Nine Basic PDF Document Operations Using the PyPDF2 Library

Time: Column:Python views:202

This article will detail nine basic operations for PDF handling using the PyPDF2 library, along with practical code examples to help you get started quickly. 

PyPDF2 is a very practical Python library for reading, splitting, merging, cropping, and performing other PDF document operations. It is ideal for automating PDF file processing tasks. This article will cover the following nine basic operations, demonstrating how to work with PDFs using PyPDF2.

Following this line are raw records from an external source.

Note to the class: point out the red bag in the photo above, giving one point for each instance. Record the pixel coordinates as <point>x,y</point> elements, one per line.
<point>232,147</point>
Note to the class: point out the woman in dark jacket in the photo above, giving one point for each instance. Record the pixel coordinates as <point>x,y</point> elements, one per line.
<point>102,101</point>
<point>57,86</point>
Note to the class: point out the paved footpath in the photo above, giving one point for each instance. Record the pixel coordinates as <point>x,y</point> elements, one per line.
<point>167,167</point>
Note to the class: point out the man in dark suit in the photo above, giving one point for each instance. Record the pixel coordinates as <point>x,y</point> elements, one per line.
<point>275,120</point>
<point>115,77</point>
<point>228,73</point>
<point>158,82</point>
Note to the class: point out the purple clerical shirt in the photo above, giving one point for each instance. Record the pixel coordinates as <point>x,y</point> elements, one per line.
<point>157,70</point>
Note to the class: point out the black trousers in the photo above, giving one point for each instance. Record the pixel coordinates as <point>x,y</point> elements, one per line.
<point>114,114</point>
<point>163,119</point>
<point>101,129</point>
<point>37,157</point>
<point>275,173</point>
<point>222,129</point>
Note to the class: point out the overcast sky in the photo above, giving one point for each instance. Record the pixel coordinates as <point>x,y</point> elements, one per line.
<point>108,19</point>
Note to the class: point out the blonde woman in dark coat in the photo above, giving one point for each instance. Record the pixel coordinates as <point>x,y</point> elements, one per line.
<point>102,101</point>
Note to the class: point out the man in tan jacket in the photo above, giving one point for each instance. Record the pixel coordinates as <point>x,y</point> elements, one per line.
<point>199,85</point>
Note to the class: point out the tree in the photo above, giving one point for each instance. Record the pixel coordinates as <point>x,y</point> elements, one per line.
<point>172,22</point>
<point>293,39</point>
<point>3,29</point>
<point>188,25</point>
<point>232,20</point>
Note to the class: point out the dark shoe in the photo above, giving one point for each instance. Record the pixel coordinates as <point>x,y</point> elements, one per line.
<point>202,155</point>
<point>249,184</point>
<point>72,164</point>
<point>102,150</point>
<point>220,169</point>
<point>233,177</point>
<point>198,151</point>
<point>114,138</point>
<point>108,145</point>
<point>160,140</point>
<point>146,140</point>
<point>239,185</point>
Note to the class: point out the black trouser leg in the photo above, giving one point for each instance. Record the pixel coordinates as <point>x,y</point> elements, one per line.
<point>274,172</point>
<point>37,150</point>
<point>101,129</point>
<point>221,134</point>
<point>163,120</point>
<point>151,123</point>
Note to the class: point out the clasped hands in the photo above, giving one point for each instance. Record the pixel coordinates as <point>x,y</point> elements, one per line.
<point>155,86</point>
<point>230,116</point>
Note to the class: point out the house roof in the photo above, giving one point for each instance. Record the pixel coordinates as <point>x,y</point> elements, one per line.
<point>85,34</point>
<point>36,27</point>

Nine Basic PDF Document Operations Using the PyPDF2 Library

Installing PyPDF2

First, you need to install the PyPDF2 library. Open your command-line tool and run the following command:

pip install pypdf2

After installation, you can import the PyPDF2 library as follows:

from PyPDF2 import PdfReader, PdfWriter

Reading a PDF File

Reading a PDF file is the first step in any PDF processing task. Here’s a simple example:

# Import the necessary library
from PyPDF2 import PdfReader

# Create a PdfReader object
reader = PdfReader("example.pdf")

# Get the number of pages in the PDF
num_pages = len(reader.pages)
print(f"Number of pages: {num_pages}")

# Get the content of the first page
first_page = reader.pages[0]
text = first_page.extract_text()
print(f"First page text:\n{text}")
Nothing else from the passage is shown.